Tuesday, 05 September 2017 12:13
Yesterday, the Turkish Minister for European Affairs, Omer Celik, criticised the “populist line” on Turkey taken by Germany’s political leaders. Yesterday, the Turkish Minister for European Affairs, Omer Celik, criticised the “populist line” on Turkey taken by Germany’s political leaders. © Belga
On Monday, the Turkish Foreign minister accused Europe of returning to “values” which prevailed shortly before the Second World War, such as “barbarism”.
This stemmed from the growing tensions with Germany, after Angela Merkel announced her desire for an end to negotiations on Turkey’s membership of the EU.

Mevlüt Cavusoglu considered that Europe “was turning towards the values of the era which preceded the Second World War...barbarism, fascism, violence and intolerance.”

Furthermore in a communiqué, his department accused German political leaders of encouraging “Islamophobia”. It stressed that Turkey had helped Europe during the “significant chaos” of the last couple of years.
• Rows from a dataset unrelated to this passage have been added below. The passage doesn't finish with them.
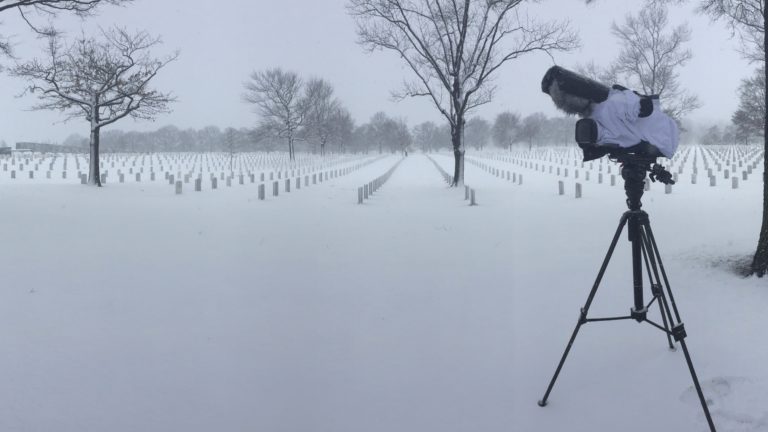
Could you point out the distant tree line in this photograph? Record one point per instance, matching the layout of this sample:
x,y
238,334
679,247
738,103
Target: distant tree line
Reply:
x,y
507,130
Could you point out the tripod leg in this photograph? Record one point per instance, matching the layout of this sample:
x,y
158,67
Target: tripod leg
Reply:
x,y
585,309
678,330
658,292
697,385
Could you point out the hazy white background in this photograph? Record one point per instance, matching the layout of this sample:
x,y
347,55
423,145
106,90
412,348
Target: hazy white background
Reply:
x,y
222,42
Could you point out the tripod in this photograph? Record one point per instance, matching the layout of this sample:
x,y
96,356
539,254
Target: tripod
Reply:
x,y
644,250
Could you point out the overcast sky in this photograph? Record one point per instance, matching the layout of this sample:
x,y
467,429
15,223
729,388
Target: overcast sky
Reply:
x,y
220,45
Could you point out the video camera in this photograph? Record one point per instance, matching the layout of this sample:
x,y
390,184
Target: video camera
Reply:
x,y
614,121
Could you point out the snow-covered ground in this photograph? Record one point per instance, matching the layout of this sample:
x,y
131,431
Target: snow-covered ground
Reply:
x,y
129,308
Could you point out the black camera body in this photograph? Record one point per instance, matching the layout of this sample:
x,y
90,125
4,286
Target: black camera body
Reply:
x,y
614,119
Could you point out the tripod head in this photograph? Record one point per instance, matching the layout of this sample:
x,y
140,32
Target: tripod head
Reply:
x,y
634,166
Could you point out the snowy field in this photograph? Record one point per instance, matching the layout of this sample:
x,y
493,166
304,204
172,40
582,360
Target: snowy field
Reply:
x,y
132,308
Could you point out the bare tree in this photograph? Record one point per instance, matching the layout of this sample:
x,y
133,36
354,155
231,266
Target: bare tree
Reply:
x,y
651,56
321,108
101,80
279,99
50,9
531,128
506,129
342,126
749,118
748,19
478,132
454,47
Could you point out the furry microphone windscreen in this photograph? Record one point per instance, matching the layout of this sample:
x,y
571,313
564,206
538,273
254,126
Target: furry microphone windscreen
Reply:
x,y
571,92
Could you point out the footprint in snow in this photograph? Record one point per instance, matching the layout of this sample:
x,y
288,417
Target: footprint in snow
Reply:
x,y
737,404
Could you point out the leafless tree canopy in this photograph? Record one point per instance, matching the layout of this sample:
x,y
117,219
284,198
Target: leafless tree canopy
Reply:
x,y
49,9
101,80
278,97
453,48
746,19
651,56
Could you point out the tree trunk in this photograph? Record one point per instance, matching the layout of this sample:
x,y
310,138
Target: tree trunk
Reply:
x,y
94,173
760,261
290,149
457,139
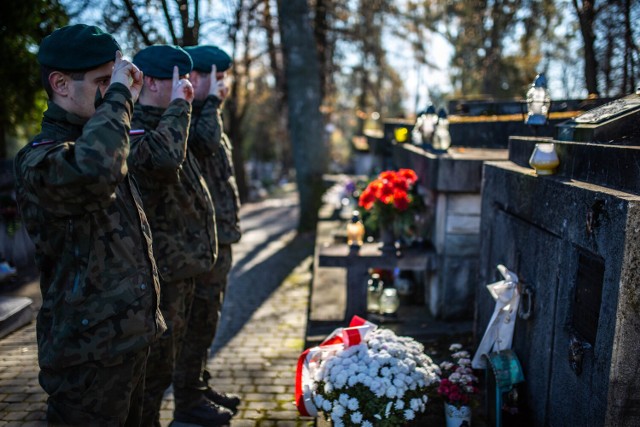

The department said that this was linked to the arrival of numerous refugees in Europe during 2015.

On Sunday evening, during a televised debate in the lead-in to the German parliamentary elections, due to take place on September 24th, the current Chancellor, Angela Merkel, said that she favoured an end to negotiations on Turkey’s membership of the EU. This has provoked anger in Ankara, against the backdrop of the increase in heated exchanges between Turkey and Germany. These have occurred despite both countries being NATO allies.

On Monday, the Turkish Minister for European Affairs, Omer Celik, criticised the “populist line” taken by Germany’s political leaders. The spokesman for the Turkish President, Recep Tayyip Erdogan, criticised the “lack of vision” shown by the German Chancellor and her “submission to populism”.

Relations between Turkey and Germany have been particularly tense since the failed coup on July 15th, 2016. Ankara has attributed this to the preacher, Fethullah Gülen, who denies responsibility.

Berlin has for months now denounced the purges carried out by the Turkish government following the aborted coup d’état. It accuses Ankara of having placed 11 Geman citizens in detention for “political reasons.” Some of these have dual German-Turkish nationality.